Now I better understand, and find myself surrounded by friends, colleagues who have lost or are losing their mothers, their fathers, their partners. I better understand what to look out for, what to ask, how to listen and what to say in response. And now we better understand each other, and look out for one another.

How it is for others

Soon after she died, I asked,

“When does one stop seeing or hearing something and thinking, ‘I must tell mum about it’? Does it ever end?”

Here are the responses:

“No, but the way you feel about it changes. It goes from being a sharp gasping shock each time to eventually becoming a welcome comfort. Sometimes a sad comfort of loss, sometimes a happy grateful comfort of what you had.”

“My mum died 21 years ago and I still think it almost daily!”

I asked her how it felt and she said,

“Strangely comforting as it shows how much I still love her.”

“I still do that about my Dad and lost him 4 years ago.”

“Several years at least. At the moment I’m getting it several times a week.”

“Not really, but you cope with it all better over time. The pain is, initially, unbearable. You wonder if you’ll ever stop feeling so utterly sad. But you will. Please do allow yourself to cry. I didn’t and suffered for it.”

I said that I’d had some of the unbearable feelings, and had had a good howl on my own in the car. I never want that sense of connection, painful or otherwise, to go. She replied,

“It won’t. Grief comes over you in waves, and at times that you cannot predict. Also, everyone grieves uniquely- there is no ‘right’ way to grieve. You won’t forget – even though, in the early stages – that is a big fear (well it was for me).”

“Heck no! Never stops!”

“My other half still regularly gets the impulse to show/tell his dad stuff and he died in 2004. It becomes a comfort really. It keeps the memories and closeness alive.”

“You don’t want to forget that feeing. My Dad is still in my phone contacts, etc and I like that.”

“I lost mum when I was 18. I’m 52 now. I still want to tell her about the stuff I know no one else will care about (even if they pretend they do, bless ‘em). The memories are alive but time and nature sort it out so your life moves forward and around those you love and lose.”

“Nope – not for me anyway – and it’s been a few years now.  Often when driving and think, ‘Oh dad will know that.’ Even get to the phone before I remember. More smiles than tears now.”

“No, but in time it becomes bearable. I always think of grief like waves rolling onto the shore…. sometimes slow and gentle and other times wild and unforgiving. When an unexpected wave breaks, knocking you for six; know that it will not pummel you forever and calmer times will come.”

“It won’t end but likely will be less frequent and less raw than it does now. Eventually you will think, ‘Oh she would have loved to hear that.’ And you’ll smile. Be patient.”

“Not in my experience so far.”

“I’d be devastated if it did stop. It’s one way of remembering Daddy, remembering how close we were, remembering our conversations and the laughter.”

“Mum went in 1985 and I still do that or reach for the phone when something nice happens, Christmas and her birthday I’m looking at fluffy slippers or cards. Now it makes me smile.
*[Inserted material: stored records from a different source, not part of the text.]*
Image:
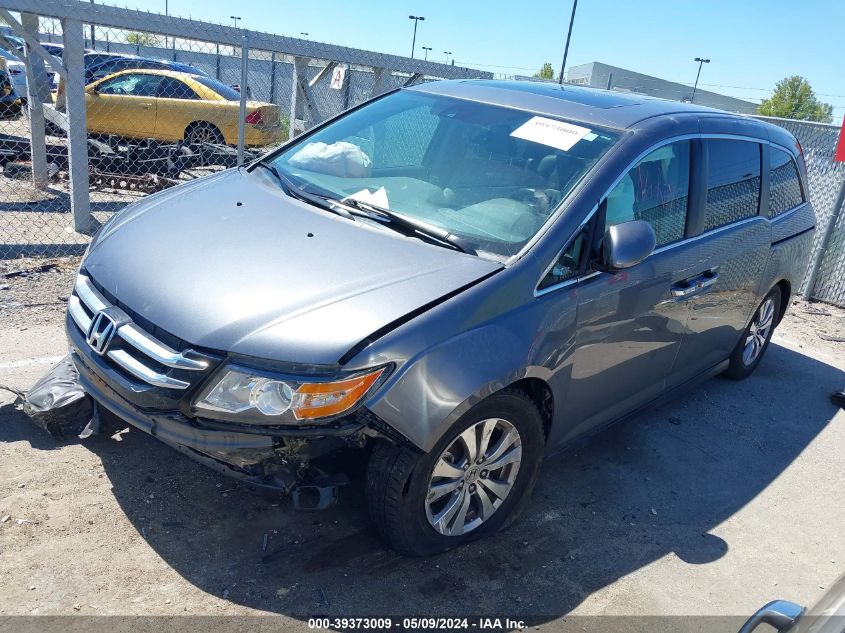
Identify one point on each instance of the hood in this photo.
(231, 263)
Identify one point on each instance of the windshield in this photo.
(488, 175)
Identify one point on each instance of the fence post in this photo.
(272, 98)
(80, 202)
(244, 90)
(36, 79)
(828, 235)
(294, 93)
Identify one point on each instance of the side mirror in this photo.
(627, 244)
(780, 614)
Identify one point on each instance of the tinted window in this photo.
(785, 185)
(227, 92)
(568, 264)
(171, 88)
(655, 190)
(733, 181)
(134, 85)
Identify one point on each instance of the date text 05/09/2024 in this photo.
(411, 623)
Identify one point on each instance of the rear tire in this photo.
(203, 132)
(404, 502)
(755, 339)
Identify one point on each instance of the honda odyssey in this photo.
(449, 282)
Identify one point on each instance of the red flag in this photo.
(840, 147)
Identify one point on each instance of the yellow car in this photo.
(173, 106)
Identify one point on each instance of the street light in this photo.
(417, 19)
(701, 61)
(568, 37)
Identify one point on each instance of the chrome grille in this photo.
(86, 301)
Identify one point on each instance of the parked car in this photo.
(449, 281)
(173, 106)
(827, 616)
(117, 63)
(16, 70)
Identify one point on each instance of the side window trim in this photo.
(697, 203)
(697, 189)
(587, 228)
(765, 212)
(765, 181)
(761, 143)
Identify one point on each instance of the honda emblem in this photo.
(100, 332)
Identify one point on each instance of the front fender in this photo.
(435, 389)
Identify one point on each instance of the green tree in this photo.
(546, 72)
(142, 39)
(794, 98)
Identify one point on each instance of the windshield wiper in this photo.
(408, 225)
(318, 200)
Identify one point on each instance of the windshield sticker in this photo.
(549, 132)
(377, 197)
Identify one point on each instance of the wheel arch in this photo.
(199, 122)
(785, 294)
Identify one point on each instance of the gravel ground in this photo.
(710, 506)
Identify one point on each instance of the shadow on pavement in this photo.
(590, 522)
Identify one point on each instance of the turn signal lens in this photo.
(254, 118)
(320, 400)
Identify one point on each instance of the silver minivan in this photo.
(446, 282)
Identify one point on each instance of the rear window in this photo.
(733, 181)
(227, 92)
(785, 185)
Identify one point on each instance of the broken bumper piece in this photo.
(269, 457)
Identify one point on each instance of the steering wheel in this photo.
(528, 195)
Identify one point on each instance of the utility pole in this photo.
(701, 61)
(93, 43)
(568, 37)
(417, 19)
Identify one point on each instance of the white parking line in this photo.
(28, 362)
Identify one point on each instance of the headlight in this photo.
(245, 395)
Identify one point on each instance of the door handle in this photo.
(693, 285)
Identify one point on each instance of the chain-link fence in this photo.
(164, 100)
(123, 103)
(826, 181)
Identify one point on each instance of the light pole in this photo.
(701, 61)
(417, 19)
(568, 37)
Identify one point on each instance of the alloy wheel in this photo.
(473, 476)
(758, 331)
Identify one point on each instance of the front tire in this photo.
(755, 339)
(474, 482)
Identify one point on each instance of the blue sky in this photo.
(752, 43)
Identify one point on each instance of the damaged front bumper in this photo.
(278, 458)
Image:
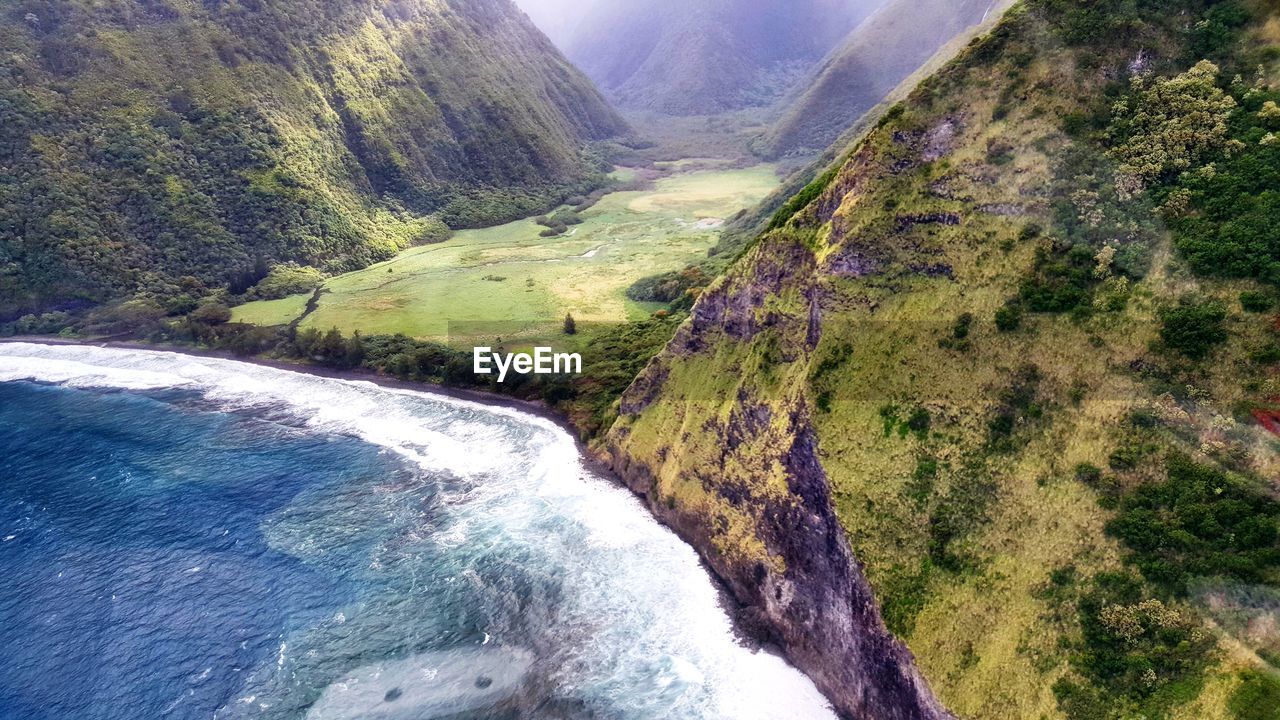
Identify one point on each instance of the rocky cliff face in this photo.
(741, 479)
(917, 381)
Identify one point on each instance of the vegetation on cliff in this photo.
(1028, 320)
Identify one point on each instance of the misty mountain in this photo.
(169, 149)
(878, 54)
(698, 57)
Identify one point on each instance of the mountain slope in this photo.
(881, 53)
(144, 142)
(1010, 365)
(705, 57)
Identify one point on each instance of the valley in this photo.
(510, 282)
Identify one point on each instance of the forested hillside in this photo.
(164, 147)
(1010, 367)
(705, 57)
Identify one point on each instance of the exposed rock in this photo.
(908, 222)
(1004, 209)
(853, 263)
(645, 388)
(821, 609)
(796, 577)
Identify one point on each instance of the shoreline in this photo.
(492, 399)
(748, 633)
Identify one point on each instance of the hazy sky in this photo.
(557, 18)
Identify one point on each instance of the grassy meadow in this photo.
(510, 282)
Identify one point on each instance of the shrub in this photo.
(1193, 327)
(1198, 522)
(288, 279)
(211, 314)
(1255, 301)
(1256, 698)
(1009, 318)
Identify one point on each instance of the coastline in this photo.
(530, 406)
(749, 633)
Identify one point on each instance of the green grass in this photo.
(510, 282)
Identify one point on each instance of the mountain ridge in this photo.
(330, 135)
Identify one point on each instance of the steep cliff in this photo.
(965, 388)
(142, 142)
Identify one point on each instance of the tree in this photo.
(1169, 126)
(1193, 328)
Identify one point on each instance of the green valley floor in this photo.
(510, 282)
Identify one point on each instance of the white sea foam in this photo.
(641, 592)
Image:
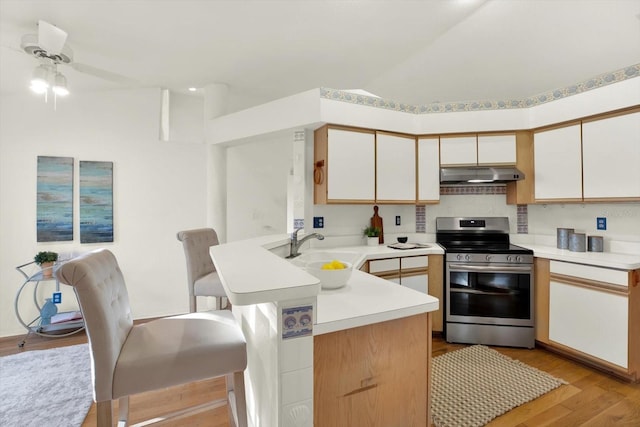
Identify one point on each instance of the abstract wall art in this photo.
(96, 202)
(54, 212)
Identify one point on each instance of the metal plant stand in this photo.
(58, 330)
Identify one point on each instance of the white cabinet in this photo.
(428, 169)
(478, 149)
(558, 164)
(458, 150)
(611, 157)
(395, 168)
(590, 321)
(590, 313)
(497, 149)
(344, 165)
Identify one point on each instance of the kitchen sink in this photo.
(304, 259)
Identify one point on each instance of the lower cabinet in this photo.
(591, 313)
(375, 375)
(424, 273)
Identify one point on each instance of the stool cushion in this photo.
(179, 349)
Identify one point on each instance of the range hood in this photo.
(479, 175)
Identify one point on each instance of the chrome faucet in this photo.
(295, 243)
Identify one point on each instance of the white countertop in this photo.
(251, 274)
(367, 299)
(601, 259)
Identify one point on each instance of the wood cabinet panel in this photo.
(375, 375)
(428, 169)
(395, 168)
(611, 157)
(558, 164)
Don’t let it make you sad, it’s comforting.”

“No it doesn’t, in my experience. ‘Oh, Mum would love that… be so cross…’ It’s a tender sweet moment.”

“Never. I still see jumpers ‘my Dad would like’ almost 15 years on.  Still would have loved to go to the new Laurel and Hardy together.”

“No. I still think that at times. 23 years on.”

“For me it stopped about a year after mum died. It’s lovely seeing others say they still do it years after losing them. But that wasn’t my experience and I’m okay with that.”

“Not yet. it’s been 16 months.  the amount of presents I’ve picked up and put back down for mum’s birthday in a few weeks is ridiculous.  Some days are harder than others for no apparent reason, but not as sharp as this time last year.”

“No, I don’t think so, not for me anyway. I tell her anyway, in my head and in a funny way it helps.”

“Never, even when she is long dead.”

Lauren Herschel has written about her grief, using the metaphor of a ball and a box. That works for me too.